When my buddy Mike was here last year after my heart attack, he said he doesn't watch anything at accelerated speeds. I take this to mean that he's a normal guy who's happy where he is while I'm the one who's plunging deeper and deeper into video addiction, consuming data ever more ravenously. I've also somehow compartmentalized my mind such that it's not a problem for me to watch movies and series at normal speed (via Apple TV, Amazon Prime, or Netflix) without complaint. So while 2.0X is now "normal" for my YouTube viewing, I don't chafe when I'm watching a new movie like "The Return" or a series like "Invincible" (Season 3 has been streaming—review pending) at regular speed. I do, however, chafe when watching YouTube videos at normal speed: everything feels too slow now. Weird how my mind has divided itself up in this way. Weird to live in modern times.

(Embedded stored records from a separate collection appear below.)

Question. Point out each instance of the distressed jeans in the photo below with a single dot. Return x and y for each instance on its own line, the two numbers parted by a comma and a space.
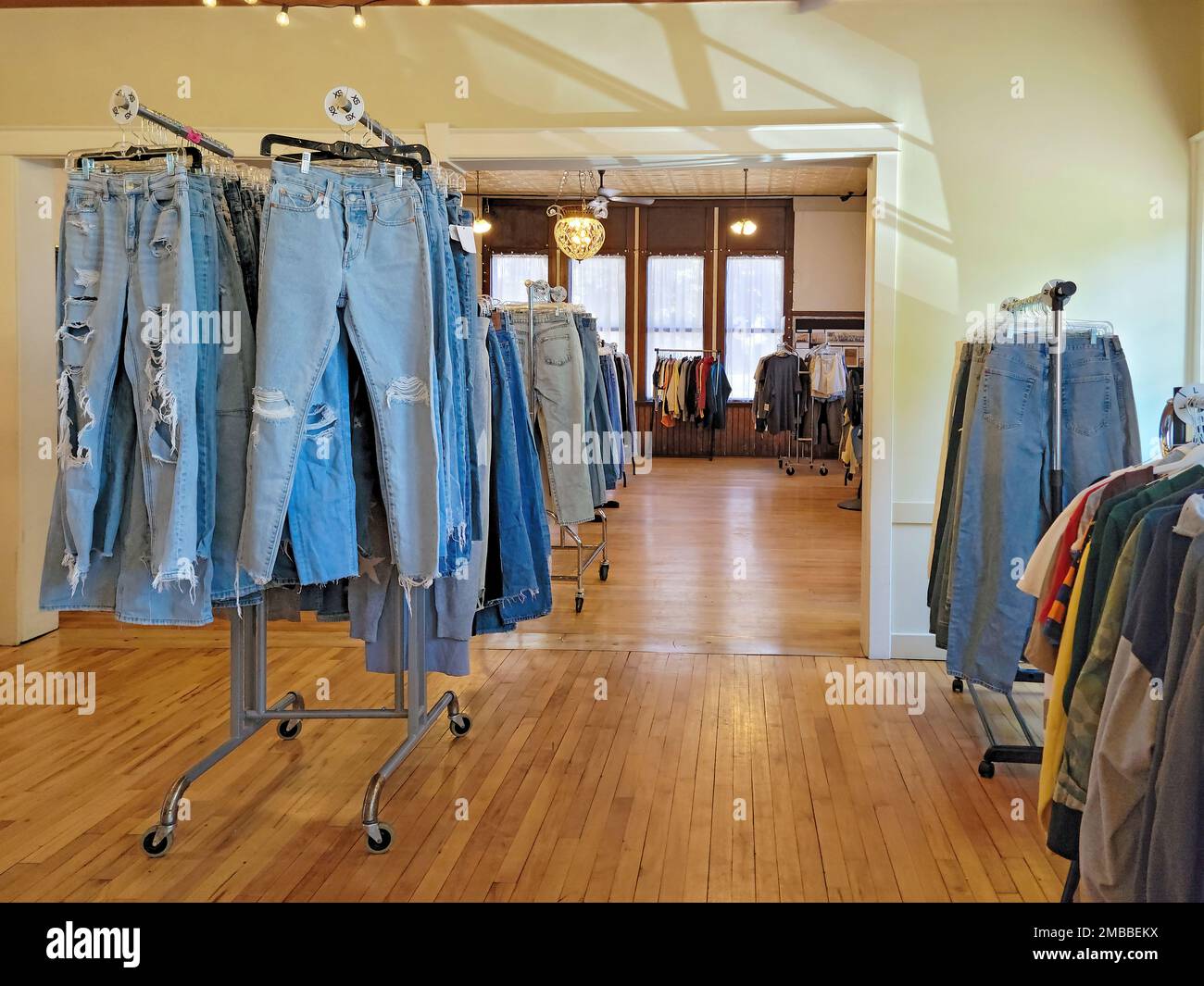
124, 281
333, 241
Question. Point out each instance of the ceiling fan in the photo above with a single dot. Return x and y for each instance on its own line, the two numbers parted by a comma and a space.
606, 195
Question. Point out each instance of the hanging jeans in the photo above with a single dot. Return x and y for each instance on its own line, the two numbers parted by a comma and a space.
558, 372
1004, 484
332, 240
125, 267
595, 405
612, 428
518, 578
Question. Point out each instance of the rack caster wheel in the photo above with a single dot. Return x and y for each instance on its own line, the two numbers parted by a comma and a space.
153, 845
385, 842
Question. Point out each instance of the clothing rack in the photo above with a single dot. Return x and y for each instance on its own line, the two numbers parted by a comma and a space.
249, 712
124, 106
1054, 297
542, 293
657, 352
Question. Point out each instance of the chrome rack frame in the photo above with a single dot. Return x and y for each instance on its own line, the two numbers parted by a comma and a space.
1052, 296
540, 292
249, 710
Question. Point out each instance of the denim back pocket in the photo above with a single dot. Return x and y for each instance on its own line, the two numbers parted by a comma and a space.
293, 196
555, 349
1087, 404
395, 209
1004, 399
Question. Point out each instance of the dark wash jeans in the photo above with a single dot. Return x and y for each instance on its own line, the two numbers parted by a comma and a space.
1002, 499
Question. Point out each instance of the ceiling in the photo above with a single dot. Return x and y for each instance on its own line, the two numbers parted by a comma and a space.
682, 182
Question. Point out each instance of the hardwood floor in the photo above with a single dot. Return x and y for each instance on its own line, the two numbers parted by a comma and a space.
612, 757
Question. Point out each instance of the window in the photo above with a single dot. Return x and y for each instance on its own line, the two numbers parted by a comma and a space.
754, 317
508, 273
674, 306
601, 285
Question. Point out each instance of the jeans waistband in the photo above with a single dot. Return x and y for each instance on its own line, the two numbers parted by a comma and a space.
129, 183
342, 185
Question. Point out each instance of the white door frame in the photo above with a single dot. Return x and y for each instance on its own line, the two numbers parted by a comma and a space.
669, 145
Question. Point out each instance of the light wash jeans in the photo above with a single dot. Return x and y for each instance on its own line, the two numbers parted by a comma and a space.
125, 261
1003, 493
332, 240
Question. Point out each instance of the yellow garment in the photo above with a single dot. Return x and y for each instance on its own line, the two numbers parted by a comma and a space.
1055, 720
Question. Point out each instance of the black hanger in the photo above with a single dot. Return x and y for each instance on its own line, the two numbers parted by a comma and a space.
342, 151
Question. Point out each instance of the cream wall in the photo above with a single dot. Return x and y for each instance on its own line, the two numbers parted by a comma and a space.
830, 256
997, 193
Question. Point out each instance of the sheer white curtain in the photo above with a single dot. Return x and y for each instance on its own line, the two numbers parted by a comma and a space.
754, 317
674, 306
601, 285
509, 271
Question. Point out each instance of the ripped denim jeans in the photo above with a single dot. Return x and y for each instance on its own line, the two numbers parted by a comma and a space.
341, 253
124, 275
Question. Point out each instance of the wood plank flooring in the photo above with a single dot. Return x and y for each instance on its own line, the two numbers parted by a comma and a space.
608, 760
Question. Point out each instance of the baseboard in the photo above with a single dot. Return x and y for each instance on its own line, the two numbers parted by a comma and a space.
915, 646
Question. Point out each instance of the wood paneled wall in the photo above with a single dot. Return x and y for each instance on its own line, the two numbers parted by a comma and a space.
739, 437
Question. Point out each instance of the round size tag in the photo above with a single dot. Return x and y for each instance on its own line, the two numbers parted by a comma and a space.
123, 105
345, 106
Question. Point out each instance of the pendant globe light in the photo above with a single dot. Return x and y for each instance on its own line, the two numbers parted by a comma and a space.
579, 233
481, 225
745, 227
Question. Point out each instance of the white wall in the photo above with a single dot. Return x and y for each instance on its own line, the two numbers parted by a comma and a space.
830, 256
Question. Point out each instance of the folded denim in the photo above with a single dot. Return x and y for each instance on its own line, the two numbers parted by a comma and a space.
336, 241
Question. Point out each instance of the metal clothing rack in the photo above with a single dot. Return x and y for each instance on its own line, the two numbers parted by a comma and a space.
248, 686
1052, 296
657, 352
540, 292
249, 710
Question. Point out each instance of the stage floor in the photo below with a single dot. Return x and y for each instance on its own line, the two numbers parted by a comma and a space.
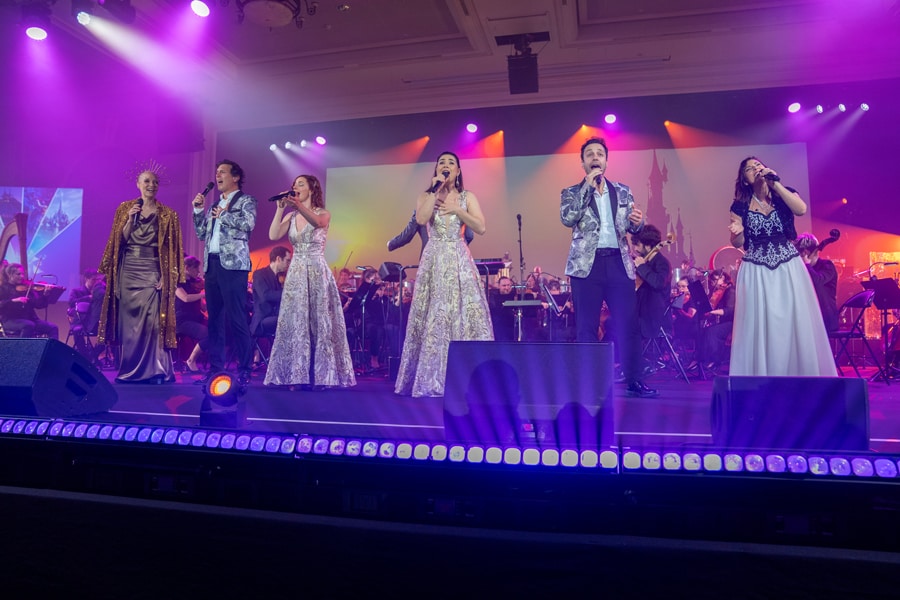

This mental division may also have to do with the nature of the content I watch. When I'm watching YouTube videos, most of it is either long-form lecture, presentation, narration, or dialogue, i.e., things I expect to go on a while. And unless it's a cooking video, which I have to watch directly to appreciate, I can just leave the video on at 2.0X and listen to it in the background while I'm, say, chopping ingredients for dinner. So if it's a DeVory Darkins political/news video, or a comedic monologue by Eddie Izzard or Robin Williams, I'm perfectly fine with 2.0X. Otherwise, if it's a new (to me) movie or series, or even if it's an old, familiar movie or series, the video will have my full attention, and I'll watch it at regular, 1.0X speed. Don't question this mental bifurcation: just accept the mystery.
They say you can get used to anything if you're exposed to it for long enough. My buddy Mike used to love one particular quote that expressed this idea in its negative form:
Our torments also may in length of timeBecome our Elements
I think this means that, if you're suffering in hell, you can get used to even that suffering: it can become your "elements," i.e., your normal, natural surroundings. It can become your "new normal." I guess firehosing YouTube content into my brain is my new normal. I can only hope that information overload doesn't lead to brain cancer.
ADDENDUM: my cell phone's YouTube app doesn't seem to have caught up yet. Unless I'm missing something, 2.0X is still the maximum playback speed on it. Rumble is still at 2.0X, and last I checked, Netflix never got beyond 1.5X, which I've used on occasion when watching French-language videos as a way to test whether my stroke-scrambled brain can still understand French at accelerated speeds (hell, I may as well use YouTube for such testing! 4.0X, here we come!). I blame a former coworker for getting me on this path: at the time he introduced me to the concept of faster playback, he was already watching vids at 2.0X speed. I caught up a few years back, and life has been an accelerated luge ride ever since.
This will definitely make my early efforts on YouTube much more watchable.